Planting potted seedlings or transplants from a store gives you an instant garden. There is no need to fuss with raising your own plants indoors under lights or wait for seeds to germinate.

Plants are preferred over seeds for starting annual flowers, such as wax begonia and petunia. Their seeds are very small and expensive — not the kind of thing you can plant directly in the ground outdoors and expect to succeed.

The best geranium seeds sell for nearly $1 each. Sowing them outdoors in your garden involves more risk of failure than starting with geranium plants.

Harvest time comes earlier in summer if you go with tomato transplants instead of tomato seeds sown directly in your garden soil. Likewise your marigolds, vincas and other annual flowers will bloom earlier when you set out plants.

Plants are the perfect choice for a new perennial garden you want to bloom this year. You also can grow perennials by sowing seeds directly outdoors, and most of them will begin flowering in their second year of life.

Store bought plants are not always the best thing for starting your garden. Your choice of varieties is quite limited compared to the thousands you could choose from if you sow seeds.

Most flowers, herbs and vegetables are quick and cheap to establish using seeds. Buying plants really is not necessary.

Vegetable plants with high levels of antioxidants will not be found in stores. It is only by planting seeds that you can grow a lycopene-rich tomato, such as Health Kick or a beta carotene-rich carrot like Ingot.

One risk in bringing home pepper plants from a store is introducing a devastating case of bacterial leaf spot. Downy mildew disease could start from a store’s infected cabbage plants and whiteflies could be hiding on a store’s tomato plants.

You must depend on someone else to grow your plants if you choose to avoid seeds. Then your only option is to buy whatever plants they decide to offer — not necessarily what you prefer.

Professional growers sometimes spray bedding and vegetable plants with plant growth regulators to control their height and lengthen their shelf life.
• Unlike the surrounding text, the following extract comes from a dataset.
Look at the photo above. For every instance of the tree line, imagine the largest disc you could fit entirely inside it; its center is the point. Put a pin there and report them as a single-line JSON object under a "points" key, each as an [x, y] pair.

Once planted in your garden, they can remain stunted.

Prices of garden transplants now are higher than ever, particularly at the big stores. Many of the new gardeners who started planting when the pandemic broke out last year are doing it again and stores have seized upon this opportunity.

Planting a row of kale is a costly endeavor, if you spring for potted kale plants retailing at $4.48 each instead of the 1,000 seeds of Black Magic kale available for $3.50. The same is true for the $4 potted strawberry plant vs. the 25 bare root strawberry plants you can get for $14.

Watch out for the potted carrot, spinach and beet plants. Most gardeners grow them from seeds.